The history of The Bowery Mission has become the stuff of legend. It begins in the slums of New York City’s Water Street – a district notorious for its “river thieves, dunkards, gamblers, and women of the streets.” On October 8, 1872, with the help of a generous friend, Jerry and Maria McAuley took possession of a simple wooden building and put up a sign that read: “Helping Hand for Men.”
Leaving behind lives of alcoholism and crime for a new life of Christian faith, Jerry and Maria had a visionary idea: a place for all those in any kind of physical or spiritual need. Their mission had beds, endless food and coffee, and prayer in the evenings. Any New Yorker in need was welcomed into the Mission’s community of hope and restoration.
The simple concept was contagious. In the late nineteenth century, word of the McAuleys’ life-transforming work spread rapidly across the country and launched dozens of agencies committed to sharing the love of God while meeting human needs. In fact, between 1872 and 1892, more than one hundred missions opened in the United States as a direct result of the McAuleys’ influence.

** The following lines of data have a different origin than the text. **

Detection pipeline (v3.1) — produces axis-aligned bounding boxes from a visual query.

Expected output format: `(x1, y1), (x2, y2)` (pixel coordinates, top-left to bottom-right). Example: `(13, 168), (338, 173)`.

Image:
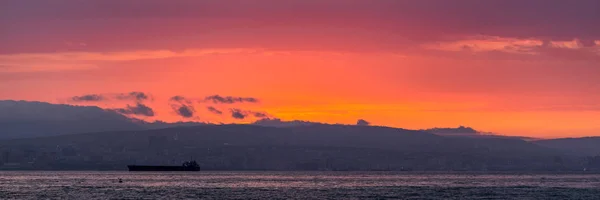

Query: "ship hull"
(127, 165), (200, 172)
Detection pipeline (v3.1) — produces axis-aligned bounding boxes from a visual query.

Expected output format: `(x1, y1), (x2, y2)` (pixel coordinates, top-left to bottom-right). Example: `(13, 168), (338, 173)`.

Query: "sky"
(0, 0), (600, 137)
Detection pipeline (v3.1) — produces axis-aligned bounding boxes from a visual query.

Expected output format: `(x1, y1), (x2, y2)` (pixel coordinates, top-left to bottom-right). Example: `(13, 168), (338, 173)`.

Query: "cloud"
(230, 108), (269, 119)
(115, 92), (151, 101)
(0, 100), (142, 138)
(71, 94), (106, 102)
(252, 118), (323, 127)
(0, 0), (600, 55)
(252, 112), (268, 118)
(356, 119), (371, 126)
(71, 92), (152, 102)
(230, 108), (248, 119)
(169, 96), (196, 118)
(112, 103), (154, 117)
(206, 106), (223, 115)
(204, 95), (258, 104)
(175, 105), (196, 118)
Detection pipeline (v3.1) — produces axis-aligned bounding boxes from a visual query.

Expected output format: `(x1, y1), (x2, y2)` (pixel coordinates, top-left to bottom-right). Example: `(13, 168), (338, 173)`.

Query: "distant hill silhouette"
(0, 124), (581, 171)
(0, 100), (206, 139)
(535, 137), (600, 156)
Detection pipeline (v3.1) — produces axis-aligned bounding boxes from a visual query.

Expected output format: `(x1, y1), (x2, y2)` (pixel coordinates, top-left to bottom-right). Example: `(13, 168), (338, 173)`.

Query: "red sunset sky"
(0, 0), (600, 137)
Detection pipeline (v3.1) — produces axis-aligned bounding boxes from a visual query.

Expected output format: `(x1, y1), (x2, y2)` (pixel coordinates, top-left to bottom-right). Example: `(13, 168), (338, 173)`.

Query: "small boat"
(127, 161), (200, 171)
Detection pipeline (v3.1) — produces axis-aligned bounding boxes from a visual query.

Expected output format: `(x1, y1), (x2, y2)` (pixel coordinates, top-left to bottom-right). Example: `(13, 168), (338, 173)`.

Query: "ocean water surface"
(0, 171), (600, 199)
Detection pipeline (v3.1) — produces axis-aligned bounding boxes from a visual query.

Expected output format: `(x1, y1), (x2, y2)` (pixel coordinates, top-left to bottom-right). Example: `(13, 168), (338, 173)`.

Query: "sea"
(0, 171), (600, 200)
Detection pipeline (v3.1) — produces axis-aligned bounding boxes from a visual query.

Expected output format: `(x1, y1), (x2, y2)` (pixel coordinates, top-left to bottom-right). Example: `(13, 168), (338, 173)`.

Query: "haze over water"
(0, 171), (600, 199)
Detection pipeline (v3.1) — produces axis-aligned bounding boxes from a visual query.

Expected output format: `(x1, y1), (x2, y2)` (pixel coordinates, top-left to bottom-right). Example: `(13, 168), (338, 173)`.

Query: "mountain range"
(0, 101), (600, 171)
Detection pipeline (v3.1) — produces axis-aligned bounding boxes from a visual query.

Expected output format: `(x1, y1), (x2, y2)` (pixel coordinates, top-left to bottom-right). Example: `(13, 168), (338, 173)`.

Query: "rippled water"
(0, 172), (600, 199)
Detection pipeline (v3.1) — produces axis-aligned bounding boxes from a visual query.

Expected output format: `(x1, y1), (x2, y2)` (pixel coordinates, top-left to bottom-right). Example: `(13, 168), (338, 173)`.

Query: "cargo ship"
(127, 161), (200, 171)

For fifteen decades, the McAuley legacy has lived on through countless stories of redemption at The Bowery Mission. Earlier this year, The Bowery Mission released the Lives Transformed, a collection of these stories from the 1870s to today.
The collection, beginning with the McAuley story itself, is a testament to what can happen when just one person is welcomed into a community of love and grace – the impact they can have on their family, their neighborhoods and their workplaces as they carry that legacy forward.
Through the lives of Jerry and Maria McAuley, we see that nobody is lost to God. And now, through the lives of so many others, we see that this message is no less true today than it was 150 years ago.